🔴 🤝 Agents Published: · 2 min read ·

Google: Computer Use in Gemini 3.5 Flash — agents for browser, mobile, and desktop

Editorial illustration: AI agent controlling a browser and mobile interfaces across multiple screens

Google has integrated the Computer Use tool into Gemini 3.5 Flash, enabling AI agents to autonomously control browsers, mobile devices, and desktop applications. The model achieves the best OSWorld score to date, with enterprise protections against prompt injection attacks.

🤖

This article was generated using artificial intelligence from primary sources.

Google announced the integration of the Computer Use tool directly into Gemini 3.5 Flash, bringing the ability to control computer interfaces — previously reserved for the standalone Gemini 2.5 — to a significantly more accessible and faster model.

What are computer use agents?

Computer use agents are AI systems that not only answer questions but autonomously control a computer’s graphical interface: they open applications, click buttons, fill out forms, and complete multi-step tasks in browsers, mobile devices, and desktop environments. Unlike classic chatbots that generate text, these agents execute actions in a real digital environment.

Gemini 3.5 Flash vs Gemini 2.5 — expanding access

The key change is not a technical innovation but a democratization: Computer Use was previously available exclusively in the standalone Gemini 2.5 model. Integrating it into Gemini 3.5 Flash — optimized for speed and cost-efficiency — means enterprise teams and developers can run agentic workflows at significantly lower cost per token.

On the OSWorld benchmark, a standardized test measuring AI agents’ ability to execute tasks in real operating systems, Gemini 3.5 Flash with Computer Use achieves the best result to date recorded for agentic tasks in Google’s models. OSWorld includes scenarios such as web browsing, file manipulation, and work with office applications — making it more relevant than synthetic tests.
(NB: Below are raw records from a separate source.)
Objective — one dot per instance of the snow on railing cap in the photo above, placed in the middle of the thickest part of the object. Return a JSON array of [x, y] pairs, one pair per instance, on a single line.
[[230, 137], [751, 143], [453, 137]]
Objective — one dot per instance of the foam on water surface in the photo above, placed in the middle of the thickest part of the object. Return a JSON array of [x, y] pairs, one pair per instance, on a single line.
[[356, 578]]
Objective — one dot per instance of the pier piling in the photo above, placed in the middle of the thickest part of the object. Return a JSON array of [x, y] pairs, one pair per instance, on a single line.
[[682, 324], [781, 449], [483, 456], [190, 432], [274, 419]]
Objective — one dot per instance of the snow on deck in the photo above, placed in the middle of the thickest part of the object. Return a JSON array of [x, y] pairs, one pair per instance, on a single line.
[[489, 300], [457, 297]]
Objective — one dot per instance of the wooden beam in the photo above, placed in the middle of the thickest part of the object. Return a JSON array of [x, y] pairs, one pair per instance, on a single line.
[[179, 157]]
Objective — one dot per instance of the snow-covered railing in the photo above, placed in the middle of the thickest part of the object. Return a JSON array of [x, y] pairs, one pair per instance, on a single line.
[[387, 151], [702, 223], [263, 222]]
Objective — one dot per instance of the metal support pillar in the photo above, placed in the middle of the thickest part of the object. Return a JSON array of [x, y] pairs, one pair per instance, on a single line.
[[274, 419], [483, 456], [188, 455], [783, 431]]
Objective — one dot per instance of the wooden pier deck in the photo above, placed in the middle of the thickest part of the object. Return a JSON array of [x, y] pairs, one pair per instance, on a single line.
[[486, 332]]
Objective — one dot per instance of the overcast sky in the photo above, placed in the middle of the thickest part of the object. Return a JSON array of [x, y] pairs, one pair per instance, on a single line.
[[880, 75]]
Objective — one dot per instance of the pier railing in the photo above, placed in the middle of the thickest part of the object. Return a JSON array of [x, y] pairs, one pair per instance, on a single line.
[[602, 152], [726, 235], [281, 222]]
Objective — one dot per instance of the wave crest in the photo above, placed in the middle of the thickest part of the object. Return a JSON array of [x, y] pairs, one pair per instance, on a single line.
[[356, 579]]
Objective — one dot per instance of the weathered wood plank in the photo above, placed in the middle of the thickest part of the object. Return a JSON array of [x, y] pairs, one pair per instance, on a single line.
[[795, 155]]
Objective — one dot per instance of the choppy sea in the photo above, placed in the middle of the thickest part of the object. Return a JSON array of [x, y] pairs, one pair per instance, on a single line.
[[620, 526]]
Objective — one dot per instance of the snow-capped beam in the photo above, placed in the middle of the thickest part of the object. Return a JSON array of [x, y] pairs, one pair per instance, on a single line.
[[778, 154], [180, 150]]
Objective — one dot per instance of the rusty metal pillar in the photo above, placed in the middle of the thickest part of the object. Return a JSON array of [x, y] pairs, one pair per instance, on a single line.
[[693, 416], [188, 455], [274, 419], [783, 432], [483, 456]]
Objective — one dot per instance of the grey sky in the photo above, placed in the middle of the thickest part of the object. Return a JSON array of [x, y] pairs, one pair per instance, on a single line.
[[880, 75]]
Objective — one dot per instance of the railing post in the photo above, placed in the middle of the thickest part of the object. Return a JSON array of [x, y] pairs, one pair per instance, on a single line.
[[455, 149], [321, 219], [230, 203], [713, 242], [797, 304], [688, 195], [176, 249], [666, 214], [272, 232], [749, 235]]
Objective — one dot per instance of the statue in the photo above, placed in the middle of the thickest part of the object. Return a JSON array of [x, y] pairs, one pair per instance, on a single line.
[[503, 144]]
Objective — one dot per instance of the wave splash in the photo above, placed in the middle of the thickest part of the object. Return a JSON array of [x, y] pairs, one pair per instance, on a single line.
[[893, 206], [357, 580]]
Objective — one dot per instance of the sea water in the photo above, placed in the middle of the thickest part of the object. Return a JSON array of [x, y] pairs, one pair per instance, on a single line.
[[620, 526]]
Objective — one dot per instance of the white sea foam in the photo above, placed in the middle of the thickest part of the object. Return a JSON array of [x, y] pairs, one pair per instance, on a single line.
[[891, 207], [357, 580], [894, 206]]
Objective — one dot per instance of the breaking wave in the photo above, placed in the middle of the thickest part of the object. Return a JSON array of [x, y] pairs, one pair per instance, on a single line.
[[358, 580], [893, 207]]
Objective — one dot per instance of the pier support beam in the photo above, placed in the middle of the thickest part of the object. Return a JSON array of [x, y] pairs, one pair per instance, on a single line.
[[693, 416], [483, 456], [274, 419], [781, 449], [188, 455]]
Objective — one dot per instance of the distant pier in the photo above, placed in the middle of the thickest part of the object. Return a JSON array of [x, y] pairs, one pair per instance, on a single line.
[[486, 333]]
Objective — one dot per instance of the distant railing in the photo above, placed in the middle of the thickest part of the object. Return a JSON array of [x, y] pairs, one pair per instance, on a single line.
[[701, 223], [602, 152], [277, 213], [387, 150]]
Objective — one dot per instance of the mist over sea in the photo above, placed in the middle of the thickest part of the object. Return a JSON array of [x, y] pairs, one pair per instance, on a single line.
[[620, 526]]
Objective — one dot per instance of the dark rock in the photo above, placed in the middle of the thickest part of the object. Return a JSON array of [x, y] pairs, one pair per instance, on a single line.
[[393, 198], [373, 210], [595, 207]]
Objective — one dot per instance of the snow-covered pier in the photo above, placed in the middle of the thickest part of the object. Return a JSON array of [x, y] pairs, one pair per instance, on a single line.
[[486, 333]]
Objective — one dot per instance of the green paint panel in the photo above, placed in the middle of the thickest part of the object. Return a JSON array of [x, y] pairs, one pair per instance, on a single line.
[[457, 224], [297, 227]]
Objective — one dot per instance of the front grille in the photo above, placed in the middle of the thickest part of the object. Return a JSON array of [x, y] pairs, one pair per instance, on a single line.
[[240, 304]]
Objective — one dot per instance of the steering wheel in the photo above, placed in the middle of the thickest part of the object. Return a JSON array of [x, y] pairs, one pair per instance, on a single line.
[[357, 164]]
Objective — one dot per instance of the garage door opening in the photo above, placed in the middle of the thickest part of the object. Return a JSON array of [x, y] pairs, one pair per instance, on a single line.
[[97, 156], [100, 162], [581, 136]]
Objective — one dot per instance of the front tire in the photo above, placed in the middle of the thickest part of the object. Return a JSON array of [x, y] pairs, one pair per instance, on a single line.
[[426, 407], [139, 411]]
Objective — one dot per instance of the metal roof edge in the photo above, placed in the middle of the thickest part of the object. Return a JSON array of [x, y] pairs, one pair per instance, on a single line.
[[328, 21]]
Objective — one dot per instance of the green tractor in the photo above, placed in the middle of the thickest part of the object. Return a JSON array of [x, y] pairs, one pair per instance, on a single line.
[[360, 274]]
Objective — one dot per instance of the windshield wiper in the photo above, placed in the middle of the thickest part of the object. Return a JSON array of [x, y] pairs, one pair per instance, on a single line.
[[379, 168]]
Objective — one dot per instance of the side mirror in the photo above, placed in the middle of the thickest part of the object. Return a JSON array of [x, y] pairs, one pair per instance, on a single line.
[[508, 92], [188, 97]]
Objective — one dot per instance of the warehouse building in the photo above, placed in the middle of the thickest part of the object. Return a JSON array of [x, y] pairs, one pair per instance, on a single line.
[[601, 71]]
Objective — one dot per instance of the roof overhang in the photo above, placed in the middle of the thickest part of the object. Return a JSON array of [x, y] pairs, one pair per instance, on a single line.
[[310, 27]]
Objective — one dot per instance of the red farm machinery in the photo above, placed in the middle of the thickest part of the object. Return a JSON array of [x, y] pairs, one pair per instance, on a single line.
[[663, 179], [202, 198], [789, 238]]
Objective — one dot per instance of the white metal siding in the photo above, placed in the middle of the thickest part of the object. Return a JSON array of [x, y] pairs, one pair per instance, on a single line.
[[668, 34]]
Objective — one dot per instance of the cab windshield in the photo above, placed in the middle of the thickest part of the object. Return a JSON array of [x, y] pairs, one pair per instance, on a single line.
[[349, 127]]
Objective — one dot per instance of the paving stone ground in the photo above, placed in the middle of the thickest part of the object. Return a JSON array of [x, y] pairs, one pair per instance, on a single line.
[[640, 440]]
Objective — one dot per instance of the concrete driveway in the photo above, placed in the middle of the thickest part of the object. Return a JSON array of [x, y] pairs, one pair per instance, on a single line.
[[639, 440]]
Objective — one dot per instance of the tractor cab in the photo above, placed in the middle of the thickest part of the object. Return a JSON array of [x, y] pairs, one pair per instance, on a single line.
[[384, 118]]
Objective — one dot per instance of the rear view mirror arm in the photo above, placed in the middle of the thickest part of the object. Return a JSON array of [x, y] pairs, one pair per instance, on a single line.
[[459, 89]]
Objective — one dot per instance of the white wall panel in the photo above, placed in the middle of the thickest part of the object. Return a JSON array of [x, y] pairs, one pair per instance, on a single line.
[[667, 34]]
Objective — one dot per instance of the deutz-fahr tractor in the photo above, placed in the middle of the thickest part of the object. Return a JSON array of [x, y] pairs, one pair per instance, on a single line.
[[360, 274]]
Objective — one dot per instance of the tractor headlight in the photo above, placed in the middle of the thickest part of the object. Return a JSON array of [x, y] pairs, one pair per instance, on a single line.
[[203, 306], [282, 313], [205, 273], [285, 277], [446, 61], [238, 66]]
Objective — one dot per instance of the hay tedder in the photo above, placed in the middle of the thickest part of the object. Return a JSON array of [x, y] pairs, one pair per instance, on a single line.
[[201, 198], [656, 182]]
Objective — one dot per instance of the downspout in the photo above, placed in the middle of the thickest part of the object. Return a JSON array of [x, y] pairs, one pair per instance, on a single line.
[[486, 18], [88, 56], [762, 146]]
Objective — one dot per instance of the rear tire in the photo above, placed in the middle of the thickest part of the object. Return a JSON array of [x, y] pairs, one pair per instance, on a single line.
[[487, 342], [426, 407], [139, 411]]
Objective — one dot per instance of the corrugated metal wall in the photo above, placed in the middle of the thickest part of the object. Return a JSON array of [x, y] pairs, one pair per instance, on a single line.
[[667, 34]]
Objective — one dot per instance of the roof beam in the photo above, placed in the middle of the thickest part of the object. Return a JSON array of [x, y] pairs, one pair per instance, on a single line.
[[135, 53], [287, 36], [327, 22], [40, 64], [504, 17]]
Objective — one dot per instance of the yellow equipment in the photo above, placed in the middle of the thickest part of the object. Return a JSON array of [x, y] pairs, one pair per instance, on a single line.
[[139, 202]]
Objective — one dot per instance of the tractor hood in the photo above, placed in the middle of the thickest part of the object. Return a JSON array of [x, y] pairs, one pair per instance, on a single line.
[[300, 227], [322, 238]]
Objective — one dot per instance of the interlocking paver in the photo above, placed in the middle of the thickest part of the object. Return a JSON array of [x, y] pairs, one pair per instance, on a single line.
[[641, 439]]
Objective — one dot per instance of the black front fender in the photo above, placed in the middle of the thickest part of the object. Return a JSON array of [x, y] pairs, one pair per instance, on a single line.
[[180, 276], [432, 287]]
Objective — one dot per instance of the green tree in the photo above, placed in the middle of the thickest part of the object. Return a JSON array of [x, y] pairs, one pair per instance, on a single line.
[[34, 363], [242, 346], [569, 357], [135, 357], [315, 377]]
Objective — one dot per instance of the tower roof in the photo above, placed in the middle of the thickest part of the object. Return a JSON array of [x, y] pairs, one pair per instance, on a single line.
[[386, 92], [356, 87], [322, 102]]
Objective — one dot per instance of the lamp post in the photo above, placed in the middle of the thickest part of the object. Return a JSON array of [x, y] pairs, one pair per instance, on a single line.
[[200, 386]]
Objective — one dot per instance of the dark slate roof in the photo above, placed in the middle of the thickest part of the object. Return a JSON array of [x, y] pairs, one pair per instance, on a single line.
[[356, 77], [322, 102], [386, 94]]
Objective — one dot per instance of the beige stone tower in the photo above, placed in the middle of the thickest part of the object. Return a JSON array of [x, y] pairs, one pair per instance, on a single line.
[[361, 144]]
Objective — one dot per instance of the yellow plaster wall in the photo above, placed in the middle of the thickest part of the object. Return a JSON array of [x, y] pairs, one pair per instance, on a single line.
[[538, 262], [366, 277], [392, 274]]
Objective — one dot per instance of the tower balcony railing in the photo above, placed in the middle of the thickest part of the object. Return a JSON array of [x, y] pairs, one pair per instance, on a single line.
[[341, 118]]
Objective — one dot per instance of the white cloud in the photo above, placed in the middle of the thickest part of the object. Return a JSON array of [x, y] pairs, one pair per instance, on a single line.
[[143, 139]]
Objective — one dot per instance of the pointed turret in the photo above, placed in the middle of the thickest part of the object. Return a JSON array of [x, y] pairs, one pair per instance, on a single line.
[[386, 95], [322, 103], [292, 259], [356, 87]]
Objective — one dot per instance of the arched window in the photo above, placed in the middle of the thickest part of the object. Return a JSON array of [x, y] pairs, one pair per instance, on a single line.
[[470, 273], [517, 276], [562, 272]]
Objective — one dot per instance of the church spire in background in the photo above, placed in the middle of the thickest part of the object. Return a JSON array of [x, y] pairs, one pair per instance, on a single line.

Supported environments and enterprise protections

The model supports three classes of environments: browser (web applications and pages), mobile (Android and iOS interfaces), and desktop (Windows, macOS, Linux applications). A demo integration is available via the Browserbase platform.

Security was the central challenge for computer use agents due to prompt injection attacks — situations where malicious content on screen (e.g. hidden text on a web page) attempts to take control of the agent and force it to perform unauthorized actions. Google applied adversarial training in which the model was exposed to thousands of simulated injection scenarios. In addition, the system requires explicit user confirmation before sensitive actions and automatically halts execution upon detecting manipulation.

Availability

Computer Use in Gemini 3.5 Flash is available in the Gemini API and the Google Enterprise Agent Platform. Developers can start building agentic applications immediately without waiting for access to the premium Gemini 2.5 tier.

The move clearly signals Google’s direction: computer use agents are not an experimental feature but are becoming a standard part of production AI infrastructure.

Frequently Asked Questions

What are computer use agents and how do they differ from classic AI chatbots?
Computer use agents are AI systems that can autonomously control a graphical computer interface — clicking, typing, scrolling, and executing tasks in real applications without human intervention at each step.
How does Google protect users from prompt injection attacks in Computer Use?
Google applies adversarial training, requires explicit user confirmation for sensitive actions, and has introduced automatic execution termination as soon as the system detects a prompt injection attempt.